Payne has Essure...and migraines, hot flashes, night sweats, hair loss, and severe pain. She called her doctor and others to report the trouble when she first got Essure four years ago. They have all suggested a hysterectomy.
"'And then we're going to put you on bio-identical hormones,'" she repeated. "All I could think about was, 'More pills.'"
There are thousands of women begging the FDA to pull Essure off the market. They've come together on Facebook, posting pictures and sharing nightmare stories about their side effects.
Many have Essure coils that have migrated, cutting through internal organs in other areas of their bodies. They call it E-hell.
Several hundred of them have also gotten pregnant after Essure, with E-babies, as they call them.
"So we have a device that's intended to be permanent birth control, but women are getting pregnant on it," famed activist Erin Brockovich said.
She joined the fight because, in what is perhaps the most surprising part about this whole issue, none of these women has any chance at a lawsuit against the makers of Essure.
The company that invented Essure, Conceptus, is now owned by Bayer. Conceptus claimed they did rigorous testing before releasing their permanent birth control implant. They got what the FDA calls pre-market approval, pre-empting future lawsuits.
Women who have injuries because of Essure have no way to get compensation from the company.
"It's profits over people," Attorney Noble McIntyre said.
He's an expert in this area of the law, and has been watching the complaints against Essure pile up.
"What the FDA says is, that if a product has gone through that level of pre-market approval and all the testing and all the literature, we the FDA say it's safe. We approve it for use. Then that company has a product that is pre-emptive from litigation. Essentially exempted. You cannot sue them," McIntyre said.

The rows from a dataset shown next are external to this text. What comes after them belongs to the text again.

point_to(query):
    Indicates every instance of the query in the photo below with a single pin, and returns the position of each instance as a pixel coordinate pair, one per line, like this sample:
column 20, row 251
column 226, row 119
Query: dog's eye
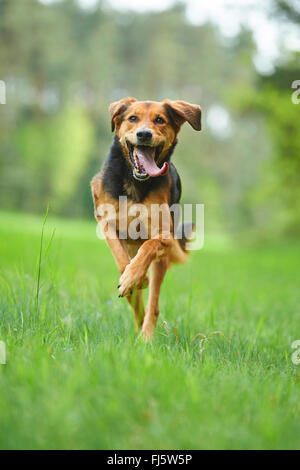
column 159, row 120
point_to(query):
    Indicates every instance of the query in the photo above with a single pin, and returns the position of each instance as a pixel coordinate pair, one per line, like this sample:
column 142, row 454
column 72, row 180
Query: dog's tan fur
column 135, row 257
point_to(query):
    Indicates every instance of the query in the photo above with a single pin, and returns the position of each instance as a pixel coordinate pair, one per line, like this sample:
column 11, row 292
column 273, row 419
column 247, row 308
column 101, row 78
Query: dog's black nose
column 144, row 135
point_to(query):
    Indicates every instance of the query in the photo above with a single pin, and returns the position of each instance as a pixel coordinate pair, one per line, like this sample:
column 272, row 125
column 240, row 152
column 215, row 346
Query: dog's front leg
column 134, row 297
column 157, row 273
column 135, row 272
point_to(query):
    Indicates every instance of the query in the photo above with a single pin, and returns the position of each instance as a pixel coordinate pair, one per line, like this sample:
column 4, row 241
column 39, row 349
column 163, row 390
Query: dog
column 138, row 168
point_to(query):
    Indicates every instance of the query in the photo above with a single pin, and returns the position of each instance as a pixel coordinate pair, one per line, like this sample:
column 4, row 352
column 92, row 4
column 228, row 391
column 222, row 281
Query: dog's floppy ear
column 182, row 111
column 117, row 108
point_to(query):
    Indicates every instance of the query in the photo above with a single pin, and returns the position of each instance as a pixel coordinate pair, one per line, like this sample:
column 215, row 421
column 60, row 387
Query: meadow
column 218, row 375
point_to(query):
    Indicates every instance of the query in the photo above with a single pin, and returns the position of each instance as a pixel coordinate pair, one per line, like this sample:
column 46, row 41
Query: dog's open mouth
column 144, row 158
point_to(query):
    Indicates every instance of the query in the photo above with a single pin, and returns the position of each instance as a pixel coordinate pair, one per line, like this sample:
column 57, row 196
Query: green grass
column 76, row 378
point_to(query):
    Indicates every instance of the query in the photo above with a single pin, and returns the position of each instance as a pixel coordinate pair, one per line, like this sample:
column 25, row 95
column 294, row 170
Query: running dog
column 138, row 167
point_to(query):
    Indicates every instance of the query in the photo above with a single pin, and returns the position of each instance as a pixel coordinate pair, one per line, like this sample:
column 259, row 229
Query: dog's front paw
column 134, row 275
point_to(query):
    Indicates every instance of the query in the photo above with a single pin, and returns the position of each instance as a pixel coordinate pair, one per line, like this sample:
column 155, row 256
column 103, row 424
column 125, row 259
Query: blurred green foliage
column 63, row 65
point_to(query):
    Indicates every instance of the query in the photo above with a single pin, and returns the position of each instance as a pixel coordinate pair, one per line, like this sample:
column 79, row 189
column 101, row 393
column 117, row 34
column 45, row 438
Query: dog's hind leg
column 157, row 273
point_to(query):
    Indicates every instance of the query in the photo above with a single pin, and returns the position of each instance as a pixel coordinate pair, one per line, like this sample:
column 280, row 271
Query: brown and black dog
column 138, row 167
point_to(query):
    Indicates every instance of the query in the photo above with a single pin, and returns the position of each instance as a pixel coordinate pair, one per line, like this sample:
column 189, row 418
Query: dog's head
column 148, row 129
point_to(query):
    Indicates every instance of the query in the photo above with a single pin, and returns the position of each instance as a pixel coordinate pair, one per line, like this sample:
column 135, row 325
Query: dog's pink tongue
column 146, row 159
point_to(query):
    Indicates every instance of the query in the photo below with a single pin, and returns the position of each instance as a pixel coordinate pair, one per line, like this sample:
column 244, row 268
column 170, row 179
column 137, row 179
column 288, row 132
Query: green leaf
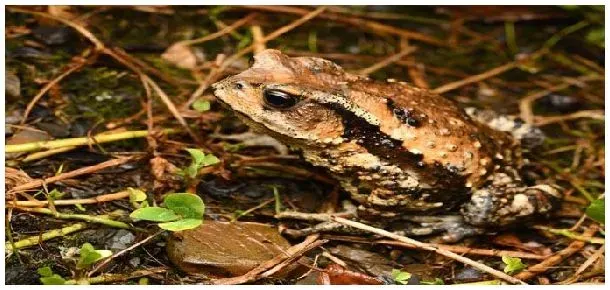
column 89, row 255
column 200, row 160
column 513, row 265
column 436, row 281
column 80, row 207
column 597, row 210
column 197, row 155
column 181, row 225
column 53, row 280
column 154, row 214
column 136, row 195
column 596, row 36
column 210, row 159
column 45, row 271
column 401, row 277
column 185, row 204
column 201, row 105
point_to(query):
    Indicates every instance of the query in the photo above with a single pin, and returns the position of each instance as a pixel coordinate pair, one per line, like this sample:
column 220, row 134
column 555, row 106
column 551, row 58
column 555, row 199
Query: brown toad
column 398, row 150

According to the FA, about 750,000 women have the Essure implant, and 943 have reported an adverse side effect. The FDA took a closer look at the reported problems, and found no evidence those problems were caused by Essure.
In a video statement, Bayer said, "Essure was approved by the FDA in 2002 and has more than a decade of research and development behind it. And it does what it is intended to do: provide an important alternative to tubal ligation. The fact is that the adverse events that have been reported on the news and online about Essure are known and are listed in the Essure product information."
Bayer stands behind their product, and that's why 11,000 women are working to get the word out about the way they've been affected by Essure.
"We need people to know this is a danger. Don't do it. We have to look out for ourselves, and that's all there is to it. Us women need to look out for ourselves," Plumlee said.